In August, 2004, Corrections Corporation of America (CCA) gave House Majority Leader Tom DeLay, (R) Sugar Land, Texas, a check for $100,000 for his DeLay Foundation for Kids during a Lexington, Kentucky, political fund raiser for DeLay’s defense fund organized by Representative Hal Rogers, senior congressman from Kentucky. The event also raised $113,000 in donations to the defense fund.
DeLay has been under fire for questionable fund raising since three of his political aides were indicted for money laundering and illegally using corporate money to influence elections in Texas. The September 21, 2004, indictments resulted in large legal expenses for DeLay, who is seeking to avoid indictment himself. Thus far, DeLay has spent tens of thousands of dollars on defense lawyers with no end in sight. That may not be a problem since DeLay’s defense fund raised over $400,000 between July and December, 2004.

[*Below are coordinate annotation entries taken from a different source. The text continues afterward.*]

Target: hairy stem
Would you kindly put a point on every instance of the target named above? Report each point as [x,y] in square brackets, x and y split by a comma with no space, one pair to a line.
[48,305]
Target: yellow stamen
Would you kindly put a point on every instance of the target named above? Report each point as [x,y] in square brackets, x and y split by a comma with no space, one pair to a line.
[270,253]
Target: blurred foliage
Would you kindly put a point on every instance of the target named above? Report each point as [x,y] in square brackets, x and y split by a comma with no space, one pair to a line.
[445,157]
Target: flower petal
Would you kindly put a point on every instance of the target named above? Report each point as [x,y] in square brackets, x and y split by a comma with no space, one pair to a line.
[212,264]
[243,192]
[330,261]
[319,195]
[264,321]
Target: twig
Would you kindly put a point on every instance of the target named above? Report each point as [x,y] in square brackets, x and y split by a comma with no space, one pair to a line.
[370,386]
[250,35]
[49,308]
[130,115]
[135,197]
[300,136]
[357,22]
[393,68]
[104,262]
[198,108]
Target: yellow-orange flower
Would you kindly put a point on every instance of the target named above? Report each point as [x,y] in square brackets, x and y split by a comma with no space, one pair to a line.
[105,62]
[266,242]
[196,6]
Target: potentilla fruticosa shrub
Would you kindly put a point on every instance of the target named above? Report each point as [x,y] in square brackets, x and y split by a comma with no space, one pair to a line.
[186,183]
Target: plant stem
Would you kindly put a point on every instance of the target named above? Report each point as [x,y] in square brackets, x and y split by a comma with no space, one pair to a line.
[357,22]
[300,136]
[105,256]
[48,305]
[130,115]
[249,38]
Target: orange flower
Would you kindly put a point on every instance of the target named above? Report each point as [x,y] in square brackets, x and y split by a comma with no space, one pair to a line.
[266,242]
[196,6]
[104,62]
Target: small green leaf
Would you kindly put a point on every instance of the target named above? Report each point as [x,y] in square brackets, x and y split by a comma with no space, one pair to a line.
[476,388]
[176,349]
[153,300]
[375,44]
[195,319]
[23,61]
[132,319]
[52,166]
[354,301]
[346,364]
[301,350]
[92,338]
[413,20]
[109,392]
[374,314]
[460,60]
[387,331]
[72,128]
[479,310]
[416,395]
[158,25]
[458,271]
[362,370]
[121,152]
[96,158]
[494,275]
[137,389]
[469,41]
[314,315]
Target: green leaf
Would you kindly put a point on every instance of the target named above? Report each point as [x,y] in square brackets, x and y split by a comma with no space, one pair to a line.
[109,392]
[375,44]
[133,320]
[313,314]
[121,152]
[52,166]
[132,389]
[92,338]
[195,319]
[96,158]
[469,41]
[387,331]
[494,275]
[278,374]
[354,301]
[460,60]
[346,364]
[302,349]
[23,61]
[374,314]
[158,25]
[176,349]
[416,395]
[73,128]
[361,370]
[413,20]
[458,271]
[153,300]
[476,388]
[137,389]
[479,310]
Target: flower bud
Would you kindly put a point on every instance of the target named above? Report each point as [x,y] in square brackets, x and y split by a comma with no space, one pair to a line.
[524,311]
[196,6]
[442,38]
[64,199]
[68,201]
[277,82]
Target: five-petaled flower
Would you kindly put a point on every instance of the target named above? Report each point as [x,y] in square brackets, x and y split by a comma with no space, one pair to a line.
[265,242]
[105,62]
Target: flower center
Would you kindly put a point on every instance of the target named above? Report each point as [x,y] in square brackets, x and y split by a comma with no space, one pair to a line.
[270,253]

CCA donated nearly $180,000 to politicians for federal elections during 2004. DeLay received $4,500 for political contributions from CCA in 2004, while Rogers received $6,000. CCA is the largest, for profit, private prison company in the world with more than 65,000 prisoners under its control. Despite a long history of scandal, deaths and mismanagement, the company continues to thrive due in large part to the political largesse bought by its campaign donations and political lobbying.
Jonathan Grella, DeLay’s spokesman, says DeLay Foundation donors receive no political favors in return for their contributions. DeLay’s critics disagree, claiming he has blurred the line between political and charitable contributions.
“These political foundations have become methods for well-heeled corporate executives, lobbyists and others to purchase influence and face time with top politicians, and without the limits or disclosure required of campaign donations or lobbying,” according to Rick Cohen, executive director of the National Committee for Responsible Philanthropy.
Meanwhile, DeLay has generated more controversy by accepting seven donations to his defense fund from lobbyists or law firms registered to lobby in Congress. House rules enacted in 1996 prohibit such contributions.
“It’s a clear-cut violation of House rules,” said Conor Kenny of Public Citizen, a watchdog group that has frequently criticized DeLay’s fundraising.
Lobbyist Vin Webber, who contributed $1,000 to the defense fund, and law firm Locke, Liddell & Sapp, which contributed $2,500, both said they were unaware of the rule. Brent Perry, trustee of the legal defense fund, said that Weber’s and Locke, Liddell’s checks would be returned. However, the other five checks cited by Public Citizen would not be returned because they were signed by the wives of the lobbyists, not the lobbyists themselves.
“Obviously we take great care in making sure that we abide by the rules,” said Grella.
Public Citizen is also investigating $23,000 in legal defense fund contributions from Reliant Energy and Bacardi USA, both of which are being investigated for possible illegal fund raising by a DeLay political committee in Texas, the members of which were indicted on September 21, 2004. Of course rule violations have not been a problem for DeLay in the past: he just had the House change those pesky rules. That’s what he did in 2003 when the rules were changed to allow representatives to accept free vacations from lobbyists and corporate executives so long as the vacations are connected to charity events like the DeLayfoundation-sponsored golf tournaments held in Texas and Florida. Seems DeLay likes using charitable organizations to dodge the fund-raising rules.